Değere karar vermenin temelinde rasyonel ve mantıksal bir yaklaşımın kullanımı bulunmaktadır. Öğrenciler seçenekleri ve bunların olabilecek tüm sonuçlarını incelemektedirler. Bir değer karar verme ile karşılaştıklarında, sadece kararlarını vermede değil ayrıca onları doğrulamada da muhakeme ve karar verme becerilerini kullanmaktadırlar.

Öğretmenlerin desteği ile öğrenciler şu aşamaları takip ederler: 1. Değerlerin konusunu tanımlama.

2. Değerlerin sorusunu açıklama. 3. Kanıtları toplama ve düzenleme.

4. Kanıtların doğruluğunu ve değerlerin konusu ile ilişkisini değerlendirme. 5. Potansiyel çözümleri tanımlama.

6. Her çözümün olası sonuçlarını düşünme. 7. Alternatifler arasından seçim yapma

8. Uygun davranışı sergileme (Welton ve Mallan, 1999), (Akt: Edgington, 2002).

Bu doğrultuda, telkin etme yaklaşımı, genellikle, dış etkilere; aydınlatma/belirginleştirme yaklaşımı hangi değerlerin olumlu, hangi değerlerin olumsuz olduğuna karar veren insan organizmasının aklına, analiz yaklaşımı mantıksal ve ampirik sürece dayanır sonucuna ulaşılabilir (Raths et. al., 1966).

(29)

19 Normatif ve uygulamalı etik (ahlaki mukakeme)

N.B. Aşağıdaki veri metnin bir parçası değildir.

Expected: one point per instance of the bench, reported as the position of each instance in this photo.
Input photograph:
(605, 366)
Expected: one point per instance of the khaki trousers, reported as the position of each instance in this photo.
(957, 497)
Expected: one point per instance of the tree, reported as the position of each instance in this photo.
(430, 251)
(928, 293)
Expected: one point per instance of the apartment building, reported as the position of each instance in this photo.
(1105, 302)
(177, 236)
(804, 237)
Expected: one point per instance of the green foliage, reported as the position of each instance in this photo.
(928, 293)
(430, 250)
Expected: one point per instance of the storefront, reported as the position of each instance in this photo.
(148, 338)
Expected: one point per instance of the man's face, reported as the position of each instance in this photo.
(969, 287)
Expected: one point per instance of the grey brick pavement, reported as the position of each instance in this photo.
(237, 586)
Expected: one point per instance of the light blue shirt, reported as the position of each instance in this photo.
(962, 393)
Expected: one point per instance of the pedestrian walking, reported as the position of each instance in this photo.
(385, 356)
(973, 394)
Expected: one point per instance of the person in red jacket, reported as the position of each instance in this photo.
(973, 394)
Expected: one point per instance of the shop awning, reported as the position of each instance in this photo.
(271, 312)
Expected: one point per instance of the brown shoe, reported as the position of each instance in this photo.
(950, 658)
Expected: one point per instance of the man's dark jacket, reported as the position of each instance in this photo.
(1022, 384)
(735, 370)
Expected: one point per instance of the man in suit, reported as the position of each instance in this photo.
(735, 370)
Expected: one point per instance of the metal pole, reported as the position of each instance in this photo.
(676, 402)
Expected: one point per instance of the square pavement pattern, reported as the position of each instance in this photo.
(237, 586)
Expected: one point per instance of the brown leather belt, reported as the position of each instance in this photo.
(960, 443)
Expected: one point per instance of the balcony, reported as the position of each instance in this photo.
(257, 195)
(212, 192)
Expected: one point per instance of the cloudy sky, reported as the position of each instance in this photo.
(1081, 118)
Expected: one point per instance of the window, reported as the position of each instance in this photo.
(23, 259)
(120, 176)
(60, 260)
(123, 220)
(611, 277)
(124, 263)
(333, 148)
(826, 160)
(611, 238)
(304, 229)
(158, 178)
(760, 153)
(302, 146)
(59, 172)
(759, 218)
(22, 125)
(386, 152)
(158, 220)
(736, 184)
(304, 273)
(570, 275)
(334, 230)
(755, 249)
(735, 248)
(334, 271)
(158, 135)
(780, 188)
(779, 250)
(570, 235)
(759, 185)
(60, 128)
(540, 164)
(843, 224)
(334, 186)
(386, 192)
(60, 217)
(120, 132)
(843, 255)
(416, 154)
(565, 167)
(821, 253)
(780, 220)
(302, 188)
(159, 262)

Ahlaki gelişim yaklaşımının temel varsayımı, öğrencilerin üst muhakeme düzeyine çekilmesi olarak belirtilmektedir. Bir öğrenciye davranış biçimine veya buna karşı tartışmalar sunulduğunda, tartışmanın düzeyi onun etkisini belirlemektedir (Kupchenko ve Parsons, 1987).

Ahlaki gelişim yaklaşımının esas amacı öğrencilerin daha üst düzeydeki öğretim materyalleri ve diğer öğrenciler ile karşı karşıya kalması ve etkileşimde bulunması için durumlar oluşturmaktır. Böylelikle öğrencilerin ahlaki gelişimin daha üst düzeylerine çıkmaları umulmaktadır (Kupchenko ve Parsons, 1987). Akbaş’a (2006) göre tüm okul seviyelerinde kullanılabilen bu yaklaşımın temel amacı, öğretmenin, öğrencilerin kendi davranışlarına yön verecek ahlaki ilkeleri geliştirmelerine rehberlik etmesidir. Öğrencilerin yaptıkları değerlendirmelerde kullanılan dayanaklar, onların ahlaki gelişimleri hakkına bilgi vermektedir. Asıl önemli olan ise; öğrencilerin ulaştığı çözümler değil, o çözüme nasıl ulaştığıdır (Akbaş, 2006).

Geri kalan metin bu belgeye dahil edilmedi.